When a sailing ship runs on the rocks, it is always a disaster for the captain and the passengers and crew. It could be his own fault, or the mate on watch was drunk, or the hurricane too strong, or whatever. What he has to do is confess honestly to the owners what has happened, and suffer the consequences. But when all is settled, he has a right to go to sea again, and perhaps even be given command of a ship in due course. Divorce and remarriage causes terrible adulteration, but the new arrangements often turn out happily in the end with God's gracious help.

We also need to correct a misunderstanding of Jesus' other words concerning adultery. "You have heard that it was said, 'You shall not commit adultery.' But I say to you that everyone who looks at a woman with lust has already committed adultery with her in his heart" (Matthew 5:27-28). Preachers have often used this text to cause conviction of sin. Men must repent of looking and finding women attractive, and come forward to accept forgiveness for this sin. Some go to confession again and again and this is the sin they think they have to admit.

The key words in Jesus' statement are "lust, already, and heart". Men are designed by the Creator to find women attractive. Jesus was fully man, "who in every respect has been tested as we are, yet without sin" (Hebrews 4:15). There is a distinction between admiring a rose and its perfume as one passes by a neighbor's garden and cutting it off to take it home to one's wife. Lust is the intention to have sex with another if one can. And the point is that this decision is made already in the heart before the sexual act can take place.

Three men went on a business trip to Chicago. Each of them had lunch with a buyer who was interested in their company's product. And each of them found the woman very attractive. The first decided to bed her, and actually did so. The second wined and dined her with that in mind, but he discovered her husband was coming home shortly and he always carried a gun. The third appreciated the woman's beauty, thanked God for her, and prayed that he would in no way be unfaithful to his wife. By law only the first man committed adultery. But Jesus pointed out that the second man had already committed adultery in his heart. The love of the third man for his wife was in no way adulterated.

Jesus expressed this distinction in a powerful metaphor taken from archery. To shoot an arrow we close the left eye as we pull back the bowstring with our right hand, and then aim carefully at the target we have in mind.
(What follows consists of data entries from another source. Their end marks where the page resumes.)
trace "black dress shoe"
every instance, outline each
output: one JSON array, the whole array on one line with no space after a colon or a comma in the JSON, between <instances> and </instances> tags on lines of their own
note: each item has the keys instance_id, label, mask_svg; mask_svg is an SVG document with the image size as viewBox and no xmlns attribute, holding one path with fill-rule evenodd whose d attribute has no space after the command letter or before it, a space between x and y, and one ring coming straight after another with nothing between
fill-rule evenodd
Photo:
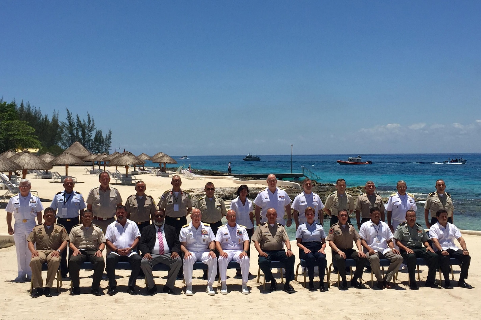
<instances>
[{"instance_id":1,"label":"black dress shoe","mask_svg":"<svg viewBox=\"0 0 481 320\"><path fill-rule=\"evenodd\" d=\"M91 289L90 293L94 296L101 296L102 295L102 293L98 289Z\"/></svg>"},{"instance_id":2,"label":"black dress shoe","mask_svg":"<svg viewBox=\"0 0 481 320\"><path fill-rule=\"evenodd\" d=\"M43 295L49 298L52 296L52 293L50 292L50 288L45 288L43 289Z\"/></svg>"},{"instance_id":3,"label":"black dress shoe","mask_svg":"<svg viewBox=\"0 0 481 320\"><path fill-rule=\"evenodd\" d=\"M71 296L78 296L80 294L80 288L79 287L72 287Z\"/></svg>"},{"instance_id":4,"label":"black dress shoe","mask_svg":"<svg viewBox=\"0 0 481 320\"><path fill-rule=\"evenodd\" d=\"M457 283L457 286L458 287L461 287L461 288L464 288L465 289L473 289L474 287L470 284L468 284L464 281L463 282Z\"/></svg>"},{"instance_id":5,"label":"black dress shoe","mask_svg":"<svg viewBox=\"0 0 481 320\"><path fill-rule=\"evenodd\" d=\"M114 296L116 294L118 291L117 291L117 288L116 287L110 287L109 288L109 291L107 292L107 294L109 296Z\"/></svg>"},{"instance_id":6,"label":"black dress shoe","mask_svg":"<svg viewBox=\"0 0 481 320\"><path fill-rule=\"evenodd\" d=\"M174 290L173 290L172 289L167 286L166 285L164 286L164 288L162 288L162 292L168 293L169 295L176 294L176 293L174 292Z\"/></svg>"},{"instance_id":7,"label":"black dress shoe","mask_svg":"<svg viewBox=\"0 0 481 320\"><path fill-rule=\"evenodd\" d=\"M34 298L38 298L43 294L43 289L42 288L36 288L32 291L32 297Z\"/></svg>"},{"instance_id":8,"label":"black dress shoe","mask_svg":"<svg viewBox=\"0 0 481 320\"><path fill-rule=\"evenodd\" d=\"M284 285L284 291L287 293L294 293L295 292L294 291L294 288L291 284L287 284Z\"/></svg>"},{"instance_id":9,"label":"black dress shoe","mask_svg":"<svg viewBox=\"0 0 481 320\"><path fill-rule=\"evenodd\" d=\"M135 288L134 287L129 287L127 289L127 293L132 296L137 296L137 293L135 292Z\"/></svg>"},{"instance_id":10,"label":"black dress shoe","mask_svg":"<svg viewBox=\"0 0 481 320\"><path fill-rule=\"evenodd\" d=\"M147 288L147 294L148 295L153 295L156 292L157 292L157 284L154 284L152 288L149 289Z\"/></svg>"}]
</instances>

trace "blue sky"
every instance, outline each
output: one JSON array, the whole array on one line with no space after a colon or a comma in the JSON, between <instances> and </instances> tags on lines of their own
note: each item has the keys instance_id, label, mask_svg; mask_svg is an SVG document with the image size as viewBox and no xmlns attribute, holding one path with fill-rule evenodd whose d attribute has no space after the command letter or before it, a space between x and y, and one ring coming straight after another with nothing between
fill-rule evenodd
<instances>
[{"instance_id":1,"label":"blue sky","mask_svg":"<svg viewBox=\"0 0 481 320\"><path fill-rule=\"evenodd\" d=\"M100 3L99 3L100 2ZM481 2L0 2L0 95L173 155L481 152Z\"/></svg>"}]
</instances>

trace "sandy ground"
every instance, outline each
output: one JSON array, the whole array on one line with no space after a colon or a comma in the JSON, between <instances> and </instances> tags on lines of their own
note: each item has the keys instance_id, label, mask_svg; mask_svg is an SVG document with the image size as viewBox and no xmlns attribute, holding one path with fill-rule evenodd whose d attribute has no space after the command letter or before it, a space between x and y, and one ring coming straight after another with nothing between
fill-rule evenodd
<instances>
[{"instance_id":1,"label":"sandy ground","mask_svg":"<svg viewBox=\"0 0 481 320\"><path fill-rule=\"evenodd\" d=\"M124 169L125 170L125 169ZM64 169L57 167L54 171L64 174ZM111 170L112 171L112 170ZM122 171L122 170L121 170ZM69 173L77 178L78 183L75 190L82 192L86 198L89 191L98 184L98 177L83 174L83 167L69 168ZM27 178L31 178L29 175ZM141 177L141 178L140 178ZM150 175L139 175L147 186L147 193L154 198L160 197L170 187L170 178L154 178ZM183 179L184 189L201 188L205 180ZM44 206L48 206L53 195L62 190L61 184L51 183L50 179L32 179L32 189L39 191ZM213 180L216 187L233 186L232 182L227 180ZM132 186L116 186L125 200L135 192ZM2 192L2 191L0 191ZM4 204L2 208L4 208ZM1 212L5 212L3 209ZM6 233L5 219L0 219L0 231ZM365 273L363 281L367 289L350 288L347 291L338 290L333 280L337 280L336 274L332 274L330 288L326 292L318 291L310 292L304 288L300 283L291 283L295 293L288 295L282 291L269 293L263 288L262 282L257 284L256 277L250 279L248 286L251 293L248 295L240 292L241 281L233 278L235 271L229 270L228 275L229 293L220 295L220 287L214 285L216 294L210 296L205 292L206 281L200 278L202 271L194 272L193 281L194 294L189 297L183 294L184 285L181 281L176 283L175 291L177 295L157 293L152 296L145 296L143 280L137 281L139 295L132 296L127 293L129 272L118 271L118 288L121 291L114 296L106 295L97 297L88 294L91 278L90 271L81 271L80 285L83 294L70 296L68 293L70 281L64 282L58 295L51 298L42 296L36 299L29 296L30 283L14 283L11 282L17 274L17 266L14 247L0 249L0 319L152 319L165 317L181 320L191 319L261 319L272 317L288 319L306 318L318 319L323 316L333 319L393 319L396 318L423 318L451 319L463 318L479 319L481 313L481 303L479 296L481 292L481 254L477 248L481 246L481 237L463 235L472 256L469 277L467 282L475 287L467 290L455 287L451 290L434 289L421 286L417 291L408 289L407 274L400 272L398 280L400 284L392 290L380 290L370 285L370 275ZM293 251L297 257L296 265L299 262L298 250L291 241ZM328 265L331 262L330 249L327 251ZM255 249L253 250L255 252ZM253 274L257 273L257 257L251 254L250 271ZM455 266L455 279L459 277L459 267ZM421 267L421 278L426 279L427 270ZM46 275L44 272L44 276ZM275 274L278 276L278 274ZM156 283L160 288L165 283L166 273L156 272ZM301 281L302 276L298 279ZM318 285L318 277L316 277L316 285ZM327 280L325 280L327 281ZM262 278L261 278L262 281ZM422 283L419 283L422 284ZM54 282L55 286L56 282ZM457 281L454 282L455 285ZM101 282L101 288L107 292L108 282ZM282 285L278 284L281 289ZM268 289L268 284L267 286ZM53 290L55 292L55 290Z\"/></svg>"}]
</instances>

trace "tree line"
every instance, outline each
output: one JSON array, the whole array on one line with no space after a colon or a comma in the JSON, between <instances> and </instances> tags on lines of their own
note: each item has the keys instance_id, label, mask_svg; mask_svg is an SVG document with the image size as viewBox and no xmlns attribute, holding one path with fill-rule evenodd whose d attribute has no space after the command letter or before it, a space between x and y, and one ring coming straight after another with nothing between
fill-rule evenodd
<instances>
[{"instance_id":1,"label":"tree line","mask_svg":"<svg viewBox=\"0 0 481 320\"><path fill-rule=\"evenodd\" d=\"M112 139L112 130L104 136L88 112L86 121L67 108L65 121L60 121L58 111L49 118L29 102L19 106L14 99L7 103L0 98L0 153L38 148L39 153L58 155L78 141L91 152L109 153Z\"/></svg>"}]
</instances>

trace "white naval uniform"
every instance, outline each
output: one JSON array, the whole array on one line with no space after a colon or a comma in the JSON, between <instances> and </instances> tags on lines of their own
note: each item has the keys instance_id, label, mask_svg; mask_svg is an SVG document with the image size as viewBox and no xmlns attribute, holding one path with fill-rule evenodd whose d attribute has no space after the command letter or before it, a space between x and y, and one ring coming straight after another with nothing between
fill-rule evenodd
<instances>
[{"instance_id":1,"label":"white naval uniform","mask_svg":"<svg viewBox=\"0 0 481 320\"><path fill-rule=\"evenodd\" d=\"M29 193L26 197L19 193L10 198L5 210L13 213L15 219L13 225L13 240L17 251L17 265L19 278L32 276L30 267L32 254L28 249L27 237L35 226L37 213L43 210L43 206L38 197Z\"/></svg>"},{"instance_id":2,"label":"white naval uniform","mask_svg":"<svg viewBox=\"0 0 481 320\"><path fill-rule=\"evenodd\" d=\"M261 223L267 221L266 217L267 209L274 208L277 212L277 220L276 221L282 225L286 225L286 220L284 219L285 213L284 207L291 203L291 198L287 193L282 189L276 188L276 192L274 193L269 190L268 188L266 188L259 192L257 196L254 200L254 204L262 208L261 211Z\"/></svg>"},{"instance_id":3,"label":"white naval uniform","mask_svg":"<svg viewBox=\"0 0 481 320\"><path fill-rule=\"evenodd\" d=\"M310 193L306 194L304 191L294 198L294 201L291 207L299 213L298 219L299 225L305 223L307 220L305 218L304 211L308 207L312 207L314 208L314 221L319 221L319 211L322 210L324 207L324 204L321 200L320 197L317 193L311 192Z\"/></svg>"},{"instance_id":4,"label":"white naval uniform","mask_svg":"<svg viewBox=\"0 0 481 320\"><path fill-rule=\"evenodd\" d=\"M184 257L182 261L184 279L188 285L192 283L192 268L194 263L198 261L209 266L207 284L209 285L214 284L217 275L217 258L212 258L209 255L209 243L215 240L215 237L210 226L205 225L203 222L201 222L198 229L192 225L191 221L180 230L179 241L186 243L186 249L192 254L188 258Z\"/></svg>"},{"instance_id":5,"label":"white naval uniform","mask_svg":"<svg viewBox=\"0 0 481 320\"><path fill-rule=\"evenodd\" d=\"M246 228L239 224L236 224L233 227L228 224L224 225L217 230L215 241L220 244L222 250L227 253L227 258L219 256L220 281L225 282L227 279L227 266L233 260L240 265L242 284L247 283L250 261L247 256L241 259L239 258L244 252L244 241L250 241Z\"/></svg>"}]
</instances>

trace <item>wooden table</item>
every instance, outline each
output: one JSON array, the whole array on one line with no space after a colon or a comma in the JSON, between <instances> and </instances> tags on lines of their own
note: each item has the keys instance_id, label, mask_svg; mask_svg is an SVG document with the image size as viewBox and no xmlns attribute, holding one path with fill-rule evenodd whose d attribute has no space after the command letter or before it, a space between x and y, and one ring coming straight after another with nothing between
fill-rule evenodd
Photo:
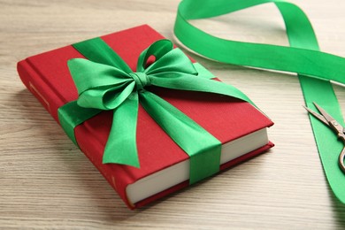
<instances>
[{"instance_id":1,"label":"wooden table","mask_svg":"<svg viewBox=\"0 0 345 230\"><path fill-rule=\"evenodd\" d=\"M150 24L173 39L179 2L0 1L0 229L345 228L345 205L326 183L294 74L192 54L270 116L276 146L137 211L125 206L20 82L18 61L88 38ZM345 57L345 2L290 2L309 15L322 50ZM272 4L195 23L225 38L288 44ZM345 88L334 88L344 109Z\"/></svg>"}]
</instances>

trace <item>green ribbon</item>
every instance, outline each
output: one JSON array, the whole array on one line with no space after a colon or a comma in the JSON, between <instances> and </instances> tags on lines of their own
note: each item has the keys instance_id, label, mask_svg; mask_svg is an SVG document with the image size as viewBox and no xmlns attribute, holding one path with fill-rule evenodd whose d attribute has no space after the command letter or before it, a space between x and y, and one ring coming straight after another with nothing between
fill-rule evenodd
<instances>
[{"instance_id":1,"label":"green ribbon","mask_svg":"<svg viewBox=\"0 0 345 230\"><path fill-rule=\"evenodd\" d=\"M77 126L103 111L112 111L112 125L103 162L139 167L136 124L140 104L189 156L190 184L218 172L221 142L177 108L149 91L149 86L215 93L252 104L243 93L211 80L214 76L201 65L193 64L180 49L173 49L168 40L157 41L143 50L135 73L101 38L73 47L88 60L68 61L79 97L58 109L58 119L75 144L78 145L74 136ZM151 56L156 58L155 62L145 67Z\"/></svg>"},{"instance_id":2,"label":"green ribbon","mask_svg":"<svg viewBox=\"0 0 345 230\"><path fill-rule=\"evenodd\" d=\"M225 40L192 26L189 19L216 17L262 4L273 3L284 19L290 47ZM319 51L312 27L295 4L279 0L184 0L178 9L174 32L187 47L224 63L298 73L306 105L325 108L343 124L330 80L345 83L345 58ZM332 130L310 116L319 156L334 195L345 203L345 177L338 166L342 143Z\"/></svg>"}]
</instances>

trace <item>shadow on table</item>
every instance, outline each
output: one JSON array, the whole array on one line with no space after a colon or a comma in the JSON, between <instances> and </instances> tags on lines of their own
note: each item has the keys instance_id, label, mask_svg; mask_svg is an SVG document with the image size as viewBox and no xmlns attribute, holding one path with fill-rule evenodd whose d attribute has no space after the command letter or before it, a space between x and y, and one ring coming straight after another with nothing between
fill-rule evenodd
<instances>
[{"instance_id":1,"label":"shadow on table","mask_svg":"<svg viewBox=\"0 0 345 230\"><path fill-rule=\"evenodd\" d=\"M42 126L42 128L39 129L42 133L37 134L37 135L46 139L45 141L50 144L49 147L54 147L53 151L61 152L61 154L57 156L61 157L64 162L65 165L62 167L65 166L69 171L68 173L72 174L71 180L78 178L78 182L84 183L84 188L89 188L87 195L89 197L86 198L85 203L91 203L94 207L89 209L93 212L92 219L97 218L99 220L101 218L109 222L117 222L130 218L140 212L138 211L130 211L126 206L120 197L107 183L106 180L104 179L80 150L68 140L62 128L59 127L43 106L27 89L18 92L14 96L19 106L20 106L20 112L24 113L25 118L30 119L34 126ZM35 148L35 150L38 149ZM54 172L51 172L51 174L54 174ZM68 179L65 178L65 180ZM70 199L73 199L73 197ZM70 211L70 212L73 210ZM75 211L75 212L77 211ZM84 214L91 215L91 213ZM85 216L84 214L83 217Z\"/></svg>"}]
</instances>

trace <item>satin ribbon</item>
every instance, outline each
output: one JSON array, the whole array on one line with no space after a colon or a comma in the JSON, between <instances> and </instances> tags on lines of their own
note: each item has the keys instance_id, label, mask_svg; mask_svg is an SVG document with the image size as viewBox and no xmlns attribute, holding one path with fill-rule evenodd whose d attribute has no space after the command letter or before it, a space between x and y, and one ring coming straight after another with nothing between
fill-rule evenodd
<instances>
[{"instance_id":1,"label":"satin ribbon","mask_svg":"<svg viewBox=\"0 0 345 230\"><path fill-rule=\"evenodd\" d=\"M267 3L273 3L280 12L290 47L225 40L188 22ZM174 33L188 48L217 61L298 73L306 105L316 110L312 104L316 102L343 124L330 80L345 83L345 58L319 51L307 16L295 4L279 0L184 0L178 8ZM345 203L345 176L337 163L342 143L324 124L311 115L310 119L329 185Z\"/></svg>"},{"instance_id":2,"label":"satin ribbon","mask_svg":"<svg viewBox=\"0 0 345 230\"><path fill-rule=\"evenodd\" d=\"M88 60L68 61L79 97L61 106L58 118L75 144L78 145L74 128L78 125L103 111L112 111L112 125L103 162L139 167L136 124L140 104L189 156L190 184L218 172L221 142L177 108L151 93L150 86L216 93L252 104L243 93L211 80L214 76L201 65L193 64L180 49L173 49L168 40L157 41L143 50L135 73L101 38L73 46ZM151 56L156 58L155 62L145 67Z\"/></svg>"}]
</instances>

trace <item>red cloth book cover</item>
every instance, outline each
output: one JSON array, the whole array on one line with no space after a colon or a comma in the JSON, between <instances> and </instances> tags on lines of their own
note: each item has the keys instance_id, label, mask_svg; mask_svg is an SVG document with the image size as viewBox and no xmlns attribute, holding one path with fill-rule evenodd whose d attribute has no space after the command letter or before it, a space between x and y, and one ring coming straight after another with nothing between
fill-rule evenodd
<instances>
[{"instance_id":1,"label":"red cloth book cover","mask_svg":"<svg viewBox=\"0 0 345 230\"><path fill-rule=\"evenodd\" d=\"M149 26L140 26L101 37L132 70L139 54L152 42L164 37ZM58 121L58 109L78 98L77 89L68 70L67 61L83 56L73 46L66 46L19 62L18 72L34 96ZM249 103L213 94L176 89L155 88L155 93L180 110L222 144L265 130L272 122ZM111 126L112 113L104 111L75 128L75 137L81 151L104 176L131 209L141 207L167 194L188 186L178 182L161 188L147 197L129 200L127 187L157 172L188 160L188 156L162 130L151 117L139 106L136 142L140 168L103 164L102 157ZM220 165L228 168L265 151L273 144L267 139L255 150L239 154ZM231 153L230 153L231 154ZM171 175L172 177L173 175ZM159 187L159 186L157 186ZM140 187L139 187L140 188ZM141 193L141 191L136 191ZM145 191L142 191L145 193Z\"/></svg>"}]
</instances>

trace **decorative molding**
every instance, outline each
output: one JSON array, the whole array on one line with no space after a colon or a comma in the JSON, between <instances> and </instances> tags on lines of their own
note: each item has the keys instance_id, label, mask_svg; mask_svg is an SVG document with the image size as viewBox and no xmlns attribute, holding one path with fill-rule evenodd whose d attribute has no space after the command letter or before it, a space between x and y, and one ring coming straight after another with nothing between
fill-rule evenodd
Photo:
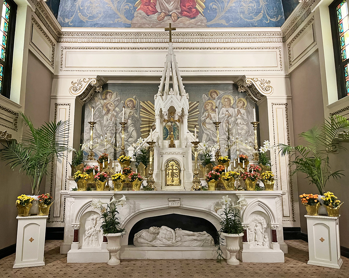
<instances>
[{"instance_id":1,"label":"decorative molding","mask_svg":"<svg viewBox=\"0 0 349 278\"><path fill-rule=\"evenodd\" d=\"M287 43L287 53L288 54L288 68L289 69L290 69L292 65L292 59L291 56L291 45L296 40L296 39L299 37L300 34L302 34L304 31L305 31L307 28L308 26L309 26L311 24L312 24L312 22L314 21L314 16L313 15L310 19L307 22L305 23L305 25L296 34L296 35L292 38L292 39L290 40Z\"/></svg>"},{"instance_id":2,"label":"decorative molding","mask_svg":"<svg viewBox=\"0 0 349 278\"><path fill-rule=\"evenodd\" d=\"M273 119L273 136L274 136L274 143L275 143L275 116L274 115L274 106L275 105L282 105L285 107L285 118L286 119L286 132L287 132L287 145L289 145L290 144L290 127L289 127L289 123L288 119L288 103L272 103L272 114ZM274 157L275 158L275 161L277 161L276 160L276 152L274 152ZM291 159L291 154L289 155L289 159L290 160ZM275 163L275 168L276 168L276 171L275 172L277 173L277 163ZM290 172L291 172L292 171L292 169L291 169L291 167L289 165L289 170ZM278 187L279 187L279 184L277 185ZM295 198L294 195L294 188L293 188L293 182L292 179L292 176L290 176L290 195L291 195L291 202L290 202L291 205L291 209L292 210L292 216L291 217L291 219L283 219L282 221L284 222L296 222L296 216L295 216ZM281 189L280 189L281 190Z\"/></svg>"},{"instance_id":3,"label":"decorative molding","mask_svg":"<svg viewBox=\"0 0 349 278\"><path fill-rule=\"evenodd\" d=\"M0 140L9 141L12 139L12 134L8 133L7 131L2 131L0 130Z\"/></svg>"},{"instance_id":4,"label":"decorative molding","mask_svg":"<svg viewBox=\"0 0 349 278\"><path fill-rule=\"evenodd\" d=\"M64 51L65 50L164 50L167 51L167 46L61 46L60 71L83 72L159 72L163 70L66 70L63 69ZM282 53L281 46L180 46L173 48L175 50L267 50L278 51L279 62L280 68L278 69L248 70L249 71L282 71L283 70L282 62ZM241 70L181 70L181 72L234 72L241 71Z\"/></svg>"},{"instance_id":5,"label":"decorative molding","mask_svg":"<svg viewBox=\"0 0 349 278\"><path fill-rule=\"evenodd\" d=\"M53 42L53 41L51 39L51 38L50 37L50 36L47 35L46 32L45 32L43 28L41 27L39 23L37 21L35 18L32 15L31 16L31 21L33 22L33 24L35 24L35 25L40 32L41 32L41 33L43 34L43 35L46 38L47 40L49 41L49 42L51 44L51 46L52 47L51 53L51 67L53 69L54 63L54 49L56 45Z\"/></svg>"}]
</instances>

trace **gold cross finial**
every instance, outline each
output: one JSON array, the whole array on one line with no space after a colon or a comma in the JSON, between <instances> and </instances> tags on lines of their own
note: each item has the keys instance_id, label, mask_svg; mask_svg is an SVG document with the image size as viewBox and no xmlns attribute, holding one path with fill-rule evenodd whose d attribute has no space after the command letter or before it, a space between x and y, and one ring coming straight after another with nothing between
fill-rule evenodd
<instances>
[{"instance_id":1,"label":"gold cross finial","mask_svg":"<svg viewBox=\"0 0 349 278\"><path fill-rule=\"evenodd\" d=\"M172 32L171 31L175 30L176 28L171 28L171 24L170 23L169 23L169 28L165 28L165 31L170 31L170 42L172 42Z\"/></svg>"}]
</instances>

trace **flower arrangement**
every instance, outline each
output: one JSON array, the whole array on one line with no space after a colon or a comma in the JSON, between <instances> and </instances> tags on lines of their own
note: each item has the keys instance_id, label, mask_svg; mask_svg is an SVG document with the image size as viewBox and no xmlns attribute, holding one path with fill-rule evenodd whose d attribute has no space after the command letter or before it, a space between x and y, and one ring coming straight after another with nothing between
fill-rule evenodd
<instances>
[{"instance_id":1,"label":"flower arrangement","mask_svg":"<svg viewBox=\"0 0 349 278\"><path fill-rule=\"evenodd\" d=\"M111 176L112 180L116 182L124 182L126 181L126 176L121 173L117 173Z\"/></svg>"},{"instance_id":2,"label":"flower arrangement","mask_svg":"<svg viewBox=\"0 0 349 278\"><path fill-rule=\"evenodd\" d=\"M324 195L325 197L321 197L321 199L324 200L324 204L325 206L336 208L340 205L341 201L332 192L327 191L324 193Z\"/></svg>"},{"instance_id":3,"label":"flower arrangement","mask_svg":"<svg viewBox=\"0 0 349 278\"><path fill-rule=\"evenodd\" d=\"M228 156L220 156L218 157L217 160L220 163L227 163L230 161L230 160L228 158Z\"/></svg>"},{"instance_id":4,"label":"flower arrangement","mask_svg":"<svg viewBox=\"0 0 349 278\"><path fill-rule=\"evenodd\" d=\"M271 180L274 179L274 174L271 171L267 171L262 173L261 175L261 179L265 179L266 180Z\"/></svg>"},{"instance_id":5,"label":"flower arrangement","mask_svg":"<svg viewBox=\"0 0 349 278\"><path fill-rule=\"evenodd\" d=\"M216 172L218 172L220 174L222 174L222 173L224 172L224 170L225 169L225 167L223 165L221 165L220 164L219 165L217 165L216 166L215 166L213 167L213 170L215 171Z\"/></svg>"},{"instance_id":6,"label":"flower arrangement","mask_svg":"<svg viewBox=\"0 0 349 278\"><path fill-rule=\"evenodd\" d=\"M46 206L48 206L51 203L51 200L52 200L52 196L49 193L46 193L45 194L42 194L38 196L38 201L39 202L42 202Z\"/></svg>"},{"instance_id":7,"label":"flower arrangement","mask_svg":"<svg viewBox=\"0 0 349 278\"><path fill-rule=\"evenodd\" d=\"M131 160L131 157L127 155L120 155L118 159L120 162L125 162Z\"/></svg>"},{"instance_id":8,"label":"flower arrangement","mask_svg":"<svg viewBox=\"0 0 349 278\"><path fill-rule=\"evenodd\" d=\"M248 157L244 154L240 154L239 156L240 158L240 163L242 163L243 161L245 161L245 163L248 161Z\"/></svg>"},{"instance_id":9,"label":"flower arrangement","mask_svg":"<svg viewBox=\"0 0 349 278\"><path fill-rule=\"evenodd\" d=\"M85 172L83 172L81 171L77 171L75 172L73 177L74 179L74 180L77 182L80 179L84 179L87 180L88 178L88 174Z\"/></svg>"},{"instance_id":10,"label":"flower arrangement","mask_svg":"<svg viewBox=\"0 0 349 278\"><path fill-rule=\"evenodd\" d=\"M108 154L103 153L97 159L97 161L102 164L103 161L105 162L107 162L109 158L109 155Z\"/></svg>"},{"instance_id":11,"label":"flower arrangement","mask_svg":"<svg viewBox=\"0 0 349 278\"><path fill-rule=\"evenodd\" d=\"M128 179L131 182L134 182L137 179L140 182L143 181L143 179L139 173L136 173L135 172L132 172L131 173L128 175Z\"/></svg>"},{"instance_id":12,"label":"flower arrangement","mask_svg":"<svg viewBox=\"0 0 349 278\"><path fill-rule=\"evenodd\" d=\"M212 180L220 180L221 174L214 170L209 172L206 175L206 181L209 182Z\"/></svg>"},{"instance_id":13,"label":"flower arrangement","mask_svg":"<svg viewBox=\"0 0 349 278\"><path fill-rule=\"evenodd\" d=\"M236 179L239 175L240 174L237 172L233 171L229 171L222 174L221 177L222 179L224 179L224 180L229 180L231 178Z\"/></svg>"},{"instance_id":14,"label":"flower arrangement","mask_svg":"<svg viewBox=\"0 0 349 278\"><path fill-rule=\"evenodd\" d=\"M302 201L302 203L303 204L314 206L318 202L318 199L319 198L319 195L317 194L313 195L312 194L303 194L299 195L299 198Z\"/></svg>"},{"instance_id":15,"label":"flower arrangement","mask_svg":"<svg viewBox=\"0 0 349 278\"><path fill-rule=\"evenodd\" d=\"M248 178L252 182L254 182L259 178L259 173L257 172L254 172L253 173L245 172L242 173L240 176L244 180L246 180L246 179Z\"/></svg>"},{"instance_id":16,"label":"flower arrangement","mask_svg":"<svg viewBox=\"0 0 349 278\"><path fill-rule=\"evenodd\" d=\"M256 165L255 164L251 164L248 165L248 167L250 167L249 171L250 172L258 172L258 173L261 172L261 169L260 167L258 165Z\"/></svg>"},{"instance_id":17,"label":"flower arrangement","mask_svg":"<svg viewBox=\"0 0 349 278\"><path fill-rule=\"evenodd\" d=\"M29 197L24 194L22 194L21 196L18 196L17 199L18 200L16 201L16 204L22 206L23 207L25 207L29 203L32 203L33 201L35 199L32 197Z\"/></svg>"},{"instance_id":18,"label":"flower arrangement","mask_svg":"<svg viewBox=\"0 0 349 278\"><path fill-rule=\"evenodd\" d=\"M103 162L102 162L103 163ZM85 172L87 174L90 174L93 172L93 170L97 173L98 172L98 166L95 165L94 166L86 166L84 168L84 172Z\"/></svg>"},{"instance_id":19,"label":"flower arrangement","mask_svg":"<svg viewBox=\"0 0 349 278\"><path fill-rule=\"evenodd\" d=\"M103 182L105 182L107 180L108 176L106 173L104 173L104 172L98 172L96 174L96 175L93 177L95 180L98 180L103 183Z\"/></svg>"}]
</instances>

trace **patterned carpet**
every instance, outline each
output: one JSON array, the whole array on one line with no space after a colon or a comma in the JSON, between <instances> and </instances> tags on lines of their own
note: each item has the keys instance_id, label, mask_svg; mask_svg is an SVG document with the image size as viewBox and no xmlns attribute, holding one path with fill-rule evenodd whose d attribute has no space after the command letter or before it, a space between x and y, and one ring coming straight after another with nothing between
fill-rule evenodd
<instances>
[{"instance_id":1,"label":"patterned carpet","mask_svg":"<svg viewBox=\"0 0 349 278\"><path fill-rule=\"evenodd\" d=\"M122 260L118 265L106 263L67 264L66 255L59 254L59 240L47 240L44 267L12 268L13 254L0 260L0 277L10 278L95 277L349 277L349 259L343 257L341 269L308 265L308 244L302 240L286 240L289 253L284 263L240 263L232 266L213 260Z\"/></svg>"}]
</instances>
So he said "If your right eye causes you to sin, tear it out and throw it away . . . and if your right hand causes you to sin, cut it off and throw it away" (Matthew 5:29-30, which immediately follow the words about murder and adultery in 5:21-28). In each case "throw it away" isn't literal, so it might be better translated "turn it away." Looking at the person is not wrong, but when the heart has settled on the kill, murder (or adultery) has occured already. When the right hand pulls back and releases the bowstring, the arrow could miss its target, but God knows the intention of the heart.

As in our previous discussion of murderous anger, we should add that when we are facing sexual temptation we can ask the Holy Spirit to turn lust into genuine love for the person and for one's own partner.

The title of this chapter is ADULTERATING the sacredness of sex The intention was to shift our focus from the legal document for a marriage, and the outward act of physical adultery, to the beauty and sacredness of sexual intercourse. This means that sex should be valued and not treated as a game to be engaged in. It is designed to begin a long term relationship of love and faithfulness. And the safest way to preserve its sacred character is for the couple to pray together, sharing their deepest longings and concern. I agree with the observation of Norman Vincent Peale who said (after talking to over a thousand men and women) that he had never met a married couple who prayed together who ended up in adultery.